The Healing Place will offer an overnight shelter to people regardless of intoxication and separate residential programs for women and men to help clients work through addiction.
Youssefi confirmed the center still does not plan to offer MAT to clients — it also didn’t receive any of the county’s opioid settlement funds due to its abstinence-based program — but will not turn anyone away for receiving medication through another provider. However, The Healing Place can no longer legally turn away clients receiving MAT after an April 5 memo from the United States Department of Justice declared doing so would violate the Americans with Disabilities Act.
“We’re here to kind of break down barriers,” Youssefi said. “People that do need MAT, they can use MAT outside of our facility, as long as it does not conflict with their treatment here. We will not prescribe it, we will not administer it, we will not provide it, but we will not stop clients that would like to be treated at our facility that need MAT. Anyone is welcome here.”
The facility will accept anyone suffering from a substance abuse disorder, who is at least 18 years old and not a registered sex offender, at no cost. It will operate on a first-come, first-serve basis.
There are currently nine employees, with 15 more to come on board in the new year, including a physician and nurse practitioner. Eventually, The Healing Place will be staffed by about 50 people.
Modeled after a network of facilities, mainly The Healing Place based in Louisville, the program starts with a detox phase to prepare clients to enter the long-term program. After detox, clients move into a residential recovery program and start the two-week “Safe Haven” period. Clients begin attending classes and 12-step meetings.
Youssefi said the goal is for them to make it through the two weeks without using. If they relapse, they start over.
Clients go on to work with peers and learn principals “central to Alcoholics Anonymous and Narcotics anonymous,” and “come to understand the concept of the physical allergy.”
They eventually move into the recovery stage with more classes, written assignments and assistance from peer mentors who recently completed the program. Work is put in on personal responsibility and interpersonal skills, as well as job training.
After completing the program, clients can choose to become volunteer peer mentors. Graduates may opt to live on the property after completing the program and finding work with no specific time limit.

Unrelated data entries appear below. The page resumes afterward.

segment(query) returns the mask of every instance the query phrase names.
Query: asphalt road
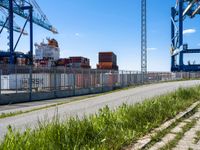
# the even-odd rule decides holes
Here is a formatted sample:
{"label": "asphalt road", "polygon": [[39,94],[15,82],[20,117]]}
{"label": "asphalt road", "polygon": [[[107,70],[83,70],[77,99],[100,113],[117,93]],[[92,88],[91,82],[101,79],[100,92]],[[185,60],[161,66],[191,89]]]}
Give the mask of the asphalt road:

The center plans to continue its care for those who complete the program. It will help with finding jobs, housing, obtaining medical treatment and or helping with legal troubles.
“I think that probably, when you’re talking about [the MAT] controversy, it was more just the perception that it’s a different route to go,” Youssefi said. “People have trouble believing [our program] can work, but it’s a tried-and-true system, and it works.”
The drug-free model at The Healing Place shows a 70% efficacy rate one year after the program is completed, though how effective it is long-term is unclear.